AI copyright traps address a major issue in AI: the unauthorized use of intellectual property in training datasets. Many publishers and authors are currently involved in legal battles against tech companies, accusing them of incorporating their works into AI training data without permission. One prominent case is The New York Times’ ongoing litigation against OpenAI.

The code for creating and detecting these traps is available on GitHub, and the team plans to develop a tool that will allow users to create and insert their own copyright traps.

“There is a complete lack of transparency regarding the content used for training models, which we believe hinders finding a fair balance between AI companies and content creators,” says Yves-Alexandre de Montjoye, an associate professor of applied mathematics and computer science at Imperial College London, who led the research presented at the International Conference on Machine Learning in Vienna.

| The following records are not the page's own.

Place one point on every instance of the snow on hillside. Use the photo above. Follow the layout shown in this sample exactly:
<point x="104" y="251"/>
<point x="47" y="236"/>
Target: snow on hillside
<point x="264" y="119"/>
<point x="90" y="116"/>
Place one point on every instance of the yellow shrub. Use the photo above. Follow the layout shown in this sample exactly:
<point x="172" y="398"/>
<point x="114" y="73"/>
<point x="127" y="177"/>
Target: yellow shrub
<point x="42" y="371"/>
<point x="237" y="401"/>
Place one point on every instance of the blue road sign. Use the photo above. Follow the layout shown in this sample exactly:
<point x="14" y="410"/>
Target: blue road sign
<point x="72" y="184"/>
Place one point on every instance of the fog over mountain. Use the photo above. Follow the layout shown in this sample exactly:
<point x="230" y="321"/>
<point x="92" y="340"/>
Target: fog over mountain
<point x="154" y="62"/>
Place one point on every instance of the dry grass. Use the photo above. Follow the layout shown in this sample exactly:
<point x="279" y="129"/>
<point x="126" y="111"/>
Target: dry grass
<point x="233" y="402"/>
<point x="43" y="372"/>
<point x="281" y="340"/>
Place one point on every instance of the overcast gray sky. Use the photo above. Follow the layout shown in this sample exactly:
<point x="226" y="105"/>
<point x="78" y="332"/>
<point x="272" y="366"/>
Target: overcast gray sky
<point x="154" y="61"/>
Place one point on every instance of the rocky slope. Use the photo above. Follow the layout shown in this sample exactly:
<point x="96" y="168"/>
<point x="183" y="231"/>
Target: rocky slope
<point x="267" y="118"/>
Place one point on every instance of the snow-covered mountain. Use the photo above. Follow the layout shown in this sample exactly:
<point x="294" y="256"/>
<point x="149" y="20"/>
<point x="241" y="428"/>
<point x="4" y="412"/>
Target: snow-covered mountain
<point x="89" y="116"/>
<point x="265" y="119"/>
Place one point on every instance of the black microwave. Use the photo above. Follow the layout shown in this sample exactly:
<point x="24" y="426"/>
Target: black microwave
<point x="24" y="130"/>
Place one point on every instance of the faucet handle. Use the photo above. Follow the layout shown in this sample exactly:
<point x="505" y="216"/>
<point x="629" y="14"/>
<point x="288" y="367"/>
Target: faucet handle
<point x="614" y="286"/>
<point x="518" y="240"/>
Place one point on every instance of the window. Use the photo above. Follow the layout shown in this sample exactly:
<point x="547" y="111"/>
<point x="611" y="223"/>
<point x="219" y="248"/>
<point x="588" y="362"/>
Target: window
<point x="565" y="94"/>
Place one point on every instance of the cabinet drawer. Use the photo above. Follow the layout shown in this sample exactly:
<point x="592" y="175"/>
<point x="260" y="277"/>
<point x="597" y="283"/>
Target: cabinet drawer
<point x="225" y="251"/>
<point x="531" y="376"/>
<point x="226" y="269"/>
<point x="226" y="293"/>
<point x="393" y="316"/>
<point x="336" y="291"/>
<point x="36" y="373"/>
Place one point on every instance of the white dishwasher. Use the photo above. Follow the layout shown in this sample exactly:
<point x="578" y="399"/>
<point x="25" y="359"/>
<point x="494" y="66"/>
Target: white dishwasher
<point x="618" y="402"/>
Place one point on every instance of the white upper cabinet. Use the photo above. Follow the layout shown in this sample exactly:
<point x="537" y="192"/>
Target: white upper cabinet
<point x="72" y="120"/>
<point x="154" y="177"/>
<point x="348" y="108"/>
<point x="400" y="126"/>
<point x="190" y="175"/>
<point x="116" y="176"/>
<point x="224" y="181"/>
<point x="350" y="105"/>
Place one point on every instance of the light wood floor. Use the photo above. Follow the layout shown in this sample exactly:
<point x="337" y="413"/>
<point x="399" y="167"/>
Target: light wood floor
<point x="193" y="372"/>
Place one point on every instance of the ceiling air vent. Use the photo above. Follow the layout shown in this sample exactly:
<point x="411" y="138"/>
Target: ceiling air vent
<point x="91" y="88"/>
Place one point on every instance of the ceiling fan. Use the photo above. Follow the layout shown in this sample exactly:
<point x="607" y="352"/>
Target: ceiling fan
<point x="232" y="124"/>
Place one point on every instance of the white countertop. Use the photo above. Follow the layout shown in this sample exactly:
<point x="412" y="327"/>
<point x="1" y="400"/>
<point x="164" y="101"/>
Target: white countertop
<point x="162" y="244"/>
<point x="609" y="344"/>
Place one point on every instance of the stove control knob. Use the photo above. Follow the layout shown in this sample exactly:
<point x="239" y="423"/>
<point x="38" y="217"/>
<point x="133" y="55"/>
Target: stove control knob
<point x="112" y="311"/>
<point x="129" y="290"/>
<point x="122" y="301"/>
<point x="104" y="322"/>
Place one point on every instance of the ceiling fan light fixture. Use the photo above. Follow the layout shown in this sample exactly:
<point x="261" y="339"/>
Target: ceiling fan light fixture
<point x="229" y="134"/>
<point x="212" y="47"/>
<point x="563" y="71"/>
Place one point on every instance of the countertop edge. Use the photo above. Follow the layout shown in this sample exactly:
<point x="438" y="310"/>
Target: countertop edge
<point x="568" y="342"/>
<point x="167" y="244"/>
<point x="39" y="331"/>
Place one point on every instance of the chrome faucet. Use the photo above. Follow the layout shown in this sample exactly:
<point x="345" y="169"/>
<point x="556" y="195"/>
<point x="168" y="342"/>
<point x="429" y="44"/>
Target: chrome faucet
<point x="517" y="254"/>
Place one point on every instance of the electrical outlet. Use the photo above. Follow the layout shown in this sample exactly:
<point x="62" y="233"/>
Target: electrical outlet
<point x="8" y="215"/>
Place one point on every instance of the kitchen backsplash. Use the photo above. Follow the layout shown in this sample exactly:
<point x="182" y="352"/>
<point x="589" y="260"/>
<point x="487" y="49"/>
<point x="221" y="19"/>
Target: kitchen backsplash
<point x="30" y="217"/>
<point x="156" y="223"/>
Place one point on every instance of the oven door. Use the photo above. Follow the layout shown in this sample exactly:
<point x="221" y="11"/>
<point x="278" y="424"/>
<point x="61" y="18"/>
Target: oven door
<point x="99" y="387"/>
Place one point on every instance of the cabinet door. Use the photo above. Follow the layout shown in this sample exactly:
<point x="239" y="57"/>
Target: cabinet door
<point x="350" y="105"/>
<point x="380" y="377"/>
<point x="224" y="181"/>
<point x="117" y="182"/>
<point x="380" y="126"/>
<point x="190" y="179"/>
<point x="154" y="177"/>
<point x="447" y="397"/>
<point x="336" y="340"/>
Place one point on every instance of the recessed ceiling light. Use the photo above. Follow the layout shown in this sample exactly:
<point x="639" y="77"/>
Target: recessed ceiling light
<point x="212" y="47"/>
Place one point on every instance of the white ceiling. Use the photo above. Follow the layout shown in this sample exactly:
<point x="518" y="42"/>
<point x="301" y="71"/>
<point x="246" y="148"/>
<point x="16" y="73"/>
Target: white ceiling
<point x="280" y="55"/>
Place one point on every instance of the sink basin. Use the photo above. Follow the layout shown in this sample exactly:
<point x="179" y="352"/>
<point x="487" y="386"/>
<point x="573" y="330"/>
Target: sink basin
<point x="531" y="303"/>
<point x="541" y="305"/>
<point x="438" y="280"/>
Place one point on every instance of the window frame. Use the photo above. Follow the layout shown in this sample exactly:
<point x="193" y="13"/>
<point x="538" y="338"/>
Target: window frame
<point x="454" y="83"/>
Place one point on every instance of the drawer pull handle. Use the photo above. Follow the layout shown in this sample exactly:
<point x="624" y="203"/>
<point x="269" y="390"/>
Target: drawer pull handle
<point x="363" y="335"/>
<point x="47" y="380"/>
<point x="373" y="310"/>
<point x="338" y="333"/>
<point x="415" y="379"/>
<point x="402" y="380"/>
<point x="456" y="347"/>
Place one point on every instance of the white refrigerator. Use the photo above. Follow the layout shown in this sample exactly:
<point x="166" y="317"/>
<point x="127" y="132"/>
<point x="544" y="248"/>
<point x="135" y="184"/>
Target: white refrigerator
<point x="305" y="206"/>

The traps are created using a word generator to produce thousands of synthetic sentences, which are intentionally long and nonsensical. For example: “When in comes times of turmoil … whats on sale and more important when, is best, this list tells your who is opening on Thrs. at night with their regular sale times and other opening time from your neighbors. You still.”

The team generated 100 such trap sentences and randomly selected one to insert multiple times into a text. The traps could be embedded in various ways, such as white text on a white background or within the article’s source code, with each sentence repeated 100 to 1,000 times.

To detect these traps, a large language model was fed the 100 synthetic sentences and assessed whether it recognized them as new. A lower “surprise” (or “perplexity”) score indicated familiarity with the sentence, suggesting it was included in the training data. A high “surprise” score indicated the sentence was encountered for the first time, marking it as a potential trap.

Previous research suggested using the memorization of training data by language models to determine if specific content was included, a method known as a “membership inference attack.” This approach works well with large state-of-the-art models that memorize extensive data, but smaller models, increasingly used on mobile devices, memorize less and are thus less vulnerable to these attacks, making it harder to identify if a copyrighted document was used in their training, according to Gautam Kamath, an assistant professor of computer science at the University of Waterloo who was not involved in the research.